Maddow: Prolonged Detention, President Obama?

I don’t often agree with Rachel Maddow, but there’s no question regarding her intellect. She is probably the most intelligent talking head on television today.  Though I do disagree with her often, the clips and thoughts I do see have the virtue of at least being well thought through.

So when it came down to the question of the status of prisoners/detainees at Guantanamo Bay, I was mildly shocked that Maddow broke away from the fawning most folks expect from the MSNBC crowd.  Instead, she absolutely hammers Obama — and correctly — on the idea of prolonged detention:

Prolonged detention?

At least under the old framework, terrorists were held under a military tribunal. Now, Obama purports to create a “legal framework” for prolonged detentions

? Without benefit of the rule of law or trial?
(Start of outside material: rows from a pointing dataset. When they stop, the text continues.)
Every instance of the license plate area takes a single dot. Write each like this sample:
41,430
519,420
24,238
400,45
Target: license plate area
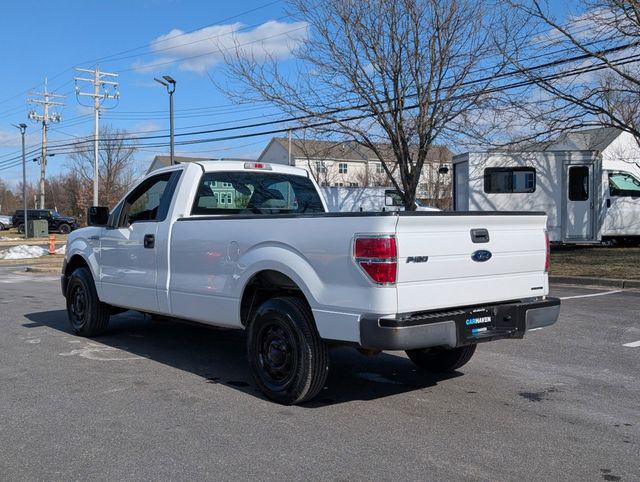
485,324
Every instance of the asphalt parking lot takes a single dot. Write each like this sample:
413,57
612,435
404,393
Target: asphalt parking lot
162,400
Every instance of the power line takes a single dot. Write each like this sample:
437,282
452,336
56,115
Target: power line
519,84
104,87
44,99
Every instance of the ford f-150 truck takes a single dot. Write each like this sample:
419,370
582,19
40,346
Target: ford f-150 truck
251,246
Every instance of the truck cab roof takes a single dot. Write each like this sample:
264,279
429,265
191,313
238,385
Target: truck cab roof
212,166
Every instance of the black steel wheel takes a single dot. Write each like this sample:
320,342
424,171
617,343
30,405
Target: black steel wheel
87,314
289,360
441,359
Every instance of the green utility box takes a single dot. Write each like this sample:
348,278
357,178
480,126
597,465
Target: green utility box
37,228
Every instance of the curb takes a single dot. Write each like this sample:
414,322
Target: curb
43,269
602,282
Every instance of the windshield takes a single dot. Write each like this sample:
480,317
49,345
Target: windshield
622,184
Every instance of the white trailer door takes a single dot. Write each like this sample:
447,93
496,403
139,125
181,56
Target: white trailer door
578,201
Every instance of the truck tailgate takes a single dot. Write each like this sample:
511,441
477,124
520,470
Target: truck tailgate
437,269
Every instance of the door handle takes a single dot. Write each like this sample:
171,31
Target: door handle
149,241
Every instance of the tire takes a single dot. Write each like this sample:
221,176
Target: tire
87,314
440,359
289,361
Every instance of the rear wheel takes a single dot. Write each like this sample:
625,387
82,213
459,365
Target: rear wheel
87,314
440,359
288,358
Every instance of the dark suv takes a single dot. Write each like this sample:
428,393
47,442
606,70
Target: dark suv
57,222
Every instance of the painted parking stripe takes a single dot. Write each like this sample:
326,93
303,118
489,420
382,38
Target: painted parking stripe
591,295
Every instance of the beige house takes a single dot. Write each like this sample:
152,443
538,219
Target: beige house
351,165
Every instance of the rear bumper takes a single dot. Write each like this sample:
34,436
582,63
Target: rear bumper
458,327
For an act one might do as opposed to an act done?  Tearing down the rule of law for the sake of preventing future, presupposed actions by a few?

St. Thomas More had something to say about this, did he not?
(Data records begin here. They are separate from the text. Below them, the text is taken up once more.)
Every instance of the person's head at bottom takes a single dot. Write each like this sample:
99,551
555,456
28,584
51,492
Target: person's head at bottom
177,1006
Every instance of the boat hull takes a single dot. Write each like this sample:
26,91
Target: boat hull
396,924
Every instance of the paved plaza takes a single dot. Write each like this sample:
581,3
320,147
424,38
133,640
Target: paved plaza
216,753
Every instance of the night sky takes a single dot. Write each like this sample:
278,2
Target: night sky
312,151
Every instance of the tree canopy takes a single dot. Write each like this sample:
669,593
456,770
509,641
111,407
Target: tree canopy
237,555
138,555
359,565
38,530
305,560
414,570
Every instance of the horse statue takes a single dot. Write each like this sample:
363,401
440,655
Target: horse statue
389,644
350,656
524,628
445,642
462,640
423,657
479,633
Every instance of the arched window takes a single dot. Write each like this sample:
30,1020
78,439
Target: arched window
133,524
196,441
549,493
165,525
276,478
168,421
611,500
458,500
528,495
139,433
And when the last law was down, and the Devil turned ’round on you, where would you hide, Roper, the laws all being flat? This country is planted thick with laws, from coast to coast, Man’s laws, not God’s! And if you cut them down, and you’re just the man to do it, do you really think you could stand upright in the winds that would blow then? Yes, I’d give the Devil benefit of law, for my own safety’s sake!

For those who might ask where this criticism was for the Bush administration, I would argue that we’re seeing two different strategies being applied here. What President Bush did was take a category of combatants without status as nationals and detain them. And if you feel that to be wrong or morally uncomfortable, what Obama is prepared to do is to create a codified and legal justification for such work.

Under Bush, one knew an end was in sight and sensed that an extraordinary threat required extraordinary solutions. Under Obama, such actions will be made legal, repeatable… and quite ordinary.

People willing to trade their freedom for temporary security deserve neither and will lose both.  People willing to codify those means ultimately sacrifice much more than their freedoms.